OGH 13Os131/15m

OGH13Os131/15m13.4.2016

Der Oberste Gerichtshof hat am 13. April 2016 durch den Senatspräsidenten des Obersten Gerichtshofs Hon.‑Prof. Dr. Kirchbacher als Vorsitzenden sowie die Hofräte und die Hofrätinnen des Obersten Gerichtshofs Dr. Lässig, Mag. Michel, Dr. Oberressl und Dr. Brenner in Gegenwart der Richteramtsanwärterin Mag. Margreiter, als Schriftführerin in der Strafsache gegen Arthur K***** und andere Beschuldigte wegen des Verbrechens des schweren gewerbsmäßigen Betrugs nach §§ 146, 147 Abs 2, 148 erster Fall StGB sowie weiterer strafbarer Handlungen, AZ 35 HR 114/13m des Landesgerichts Eisenstadt, über den Antrag des Prof. Mag. Rudolf S***** auf Erneuerung des Strafverfahrens nach Anhörung der Generalprokuratur in nichtöffentlicher Sitzung den

Beschluss

gefasst:

European Case Law Identifier: ECLI:AT:OGH0002:2016:0130OS00131.15M.0413.000

 

Spruch:

Der Antrag wird zurückgewiesen.

 

Gründe:

Mit Beschluss vom 13. Mai 2015, AZ 18 Bs 112/15z, bestimmte das Oberlandesgericht Wien als Beschwerdegericht die vom Sachverständigen Prof. Mag. S***** in seiner Gebührennote vom 9. September 2014 angesprochenen Kosten für die Beiziehung von Hilfskräften (§ 30 GebAG) rechtskräftig mit 30.744 Euro.

Rechtliche Beurteilung

Der mit Bezug auf diese Entscheidung erhobene Antrag auf Erneuerung des Strafverfahrens des Prof. Mag. S***** ist unzulässig.

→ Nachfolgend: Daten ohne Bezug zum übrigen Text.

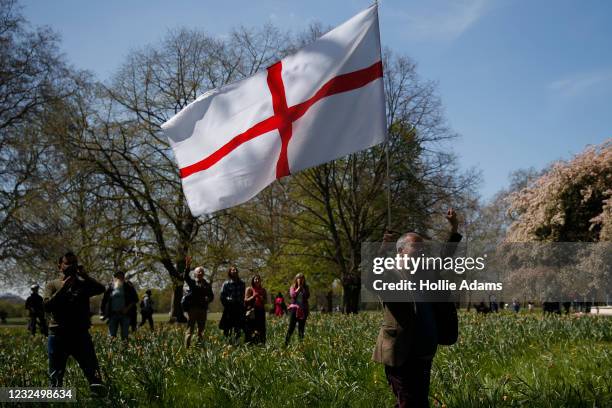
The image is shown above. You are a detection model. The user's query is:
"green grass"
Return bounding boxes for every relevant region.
[0,312,612,407]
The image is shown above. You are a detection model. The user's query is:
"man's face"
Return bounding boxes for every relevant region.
[399,234,423,257]
[60,256,78,272]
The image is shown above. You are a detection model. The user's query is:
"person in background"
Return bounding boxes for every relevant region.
[125,277,138,333]
[140,289,155,330]
[219,266,245,341]
[489,295,498,313]
[285,273,310,346]
[183,256,214,347]
[100,271,138,340]
[512,299,521,313]
[244,275,268,344]
[274,292,287,317]
[25,285,48,336]
[43,252,105,395]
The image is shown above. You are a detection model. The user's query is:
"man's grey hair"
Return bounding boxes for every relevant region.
[395,232,423,252]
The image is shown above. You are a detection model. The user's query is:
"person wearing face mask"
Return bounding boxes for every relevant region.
[244,275,268,344]
[285,273,310,346]
[100,271,138,340]
[43,252,106,395]
[181,257,215,347]
[219,265,246,341]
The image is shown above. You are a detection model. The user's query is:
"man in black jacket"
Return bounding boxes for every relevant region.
[44,252,104,393]
[372,208,461,408]
[182,257,214,347]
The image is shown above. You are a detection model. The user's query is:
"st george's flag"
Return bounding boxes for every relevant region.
[162,5,386,216]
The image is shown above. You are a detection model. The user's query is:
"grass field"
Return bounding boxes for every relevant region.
[0,312,612,407]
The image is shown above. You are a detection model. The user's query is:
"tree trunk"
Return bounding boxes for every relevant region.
[170,282,187,323]
[342,276,361,314]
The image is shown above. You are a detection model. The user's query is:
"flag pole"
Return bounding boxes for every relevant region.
[385,134,392,230]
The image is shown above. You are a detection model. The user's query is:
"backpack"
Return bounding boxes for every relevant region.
[181,289,193,311]
[433,302,459,346]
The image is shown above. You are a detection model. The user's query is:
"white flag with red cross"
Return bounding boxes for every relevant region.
[162,5,386,216]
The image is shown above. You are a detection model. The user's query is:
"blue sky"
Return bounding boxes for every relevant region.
[21,0,612,198]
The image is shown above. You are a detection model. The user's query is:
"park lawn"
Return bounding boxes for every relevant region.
[0,312,612,407]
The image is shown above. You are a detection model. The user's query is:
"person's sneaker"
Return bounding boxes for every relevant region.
[89,384,108,398]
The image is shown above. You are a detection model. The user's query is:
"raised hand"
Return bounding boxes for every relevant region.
[446,207,459,232]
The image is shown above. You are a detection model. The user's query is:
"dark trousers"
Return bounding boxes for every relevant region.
[285,309,306,345]
[244,307,266,344]
[385,358,432,408]
[139,313,153,330]
[47,331,102,387]
[28,313,48,336]
[219,304,244,340]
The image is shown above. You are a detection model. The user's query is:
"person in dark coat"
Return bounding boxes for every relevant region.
[43,252,105,395]
[140,289,155,330]
[182,257,215,347]
[372,208,462,408]
[219,266,246,341]
[100,271,138,340]
[244,275,268,344]
[25,285,48,336]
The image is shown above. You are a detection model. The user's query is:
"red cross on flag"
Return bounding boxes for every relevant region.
[162,5,386,216]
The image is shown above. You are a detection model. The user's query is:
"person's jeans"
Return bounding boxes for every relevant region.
[108,314,130,340]
[185,307,208,347]
[285,309,306,345]
[47,331,102,387]
[385,357,433,408]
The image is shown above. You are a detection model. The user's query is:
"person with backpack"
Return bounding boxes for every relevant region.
[181,256,214,347]
[372,208,462,408]
[219,265,246,342]
[139,289,155,330]
[100,271,138,340]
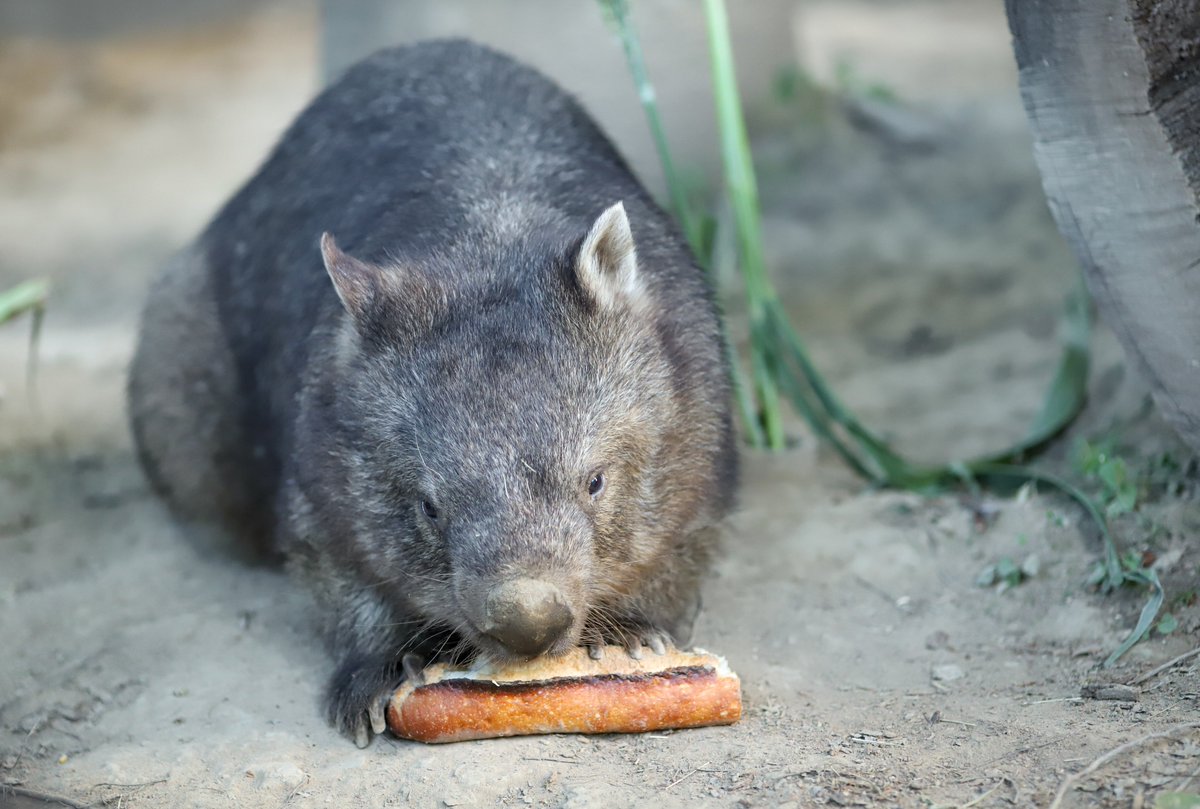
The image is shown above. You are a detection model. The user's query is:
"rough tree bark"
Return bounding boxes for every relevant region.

Wird in einem Urteil des Europäischen Gerichtshofs für Menschenrechte (EGMR) eine Verletzung der MRK oder eines ihrer Zusatzprotokolle durch eine Entscheidung oder Verfügung eines Strafgerichts festgestellt, so ist gemäß § 363a Abs 1 StPO das Strafverfahren auf Antrag insoweit zu erneuern, als nicht auszuschließen ist, dass die Verletzung einen für den hievon Betroffenen nachteiligen Einfluss auf den Inhalt einer strafgerichtlichen Entscheidung ausüben konnte.

Die Judikatur versteht § 363a Abs 1 StPO dahin, dass es eines Erkenntnisses des EGMR als Voraussetzung für eine Erneuerung des Strafverfahrens nicht zwingend bedarf, vielmehr auch eine vom Obersten Gerichtshof selbst (aufgrund eines entsprechenden Antrags) festgestellte Verletzung der MRK oder eines ihrer Zusatzprotokolle durch eine Entscheidung oder Verfügung eines untergeordneten Strafgerichts dazu führen kann (RIS‑Justiz RS0122228).

In jedem Fall ist der Rechtsbehelf des § 363a StPO auf die Erneuerung des Strafverfahrens gerichtet (so schon die Überschrift zu §§ 363a bis 363c StPO), welchen Rahmen der gegenständliche Antrag verlässt.

Das Verfahren zur Entscheidung über den Gebührenanspruch eines Sachverständigen ist nämlich nach ständiger Rechtsprechung und herrschender Lehre gerade nicht Teil des jeweiligen Hauptverfahrens (hier: Strafverfahrens), sondern ein von diesem unabhängiges, weitgehend einem eigenen Zivilprozess nachgebildetes Zwischenverfahren (14 Os 36/00; EvBl 2000/195, 815; 9 Ob 67/03y, RdW 2005, 30; RIS‑Justiz RS0113541; Krammer/Schmidt , SDG‑GebAG 3 § 38 GebAG Anm 2; Krammer in Fasching/Konecny 2 Anh § 365 ZPO Rz 26 f, 32).

Der Antrag war daher gemäß § 363b Abs 1 und 2 StPO schon bei der nichtöffentlichen Beratung als unzulässig zurückzuweisen.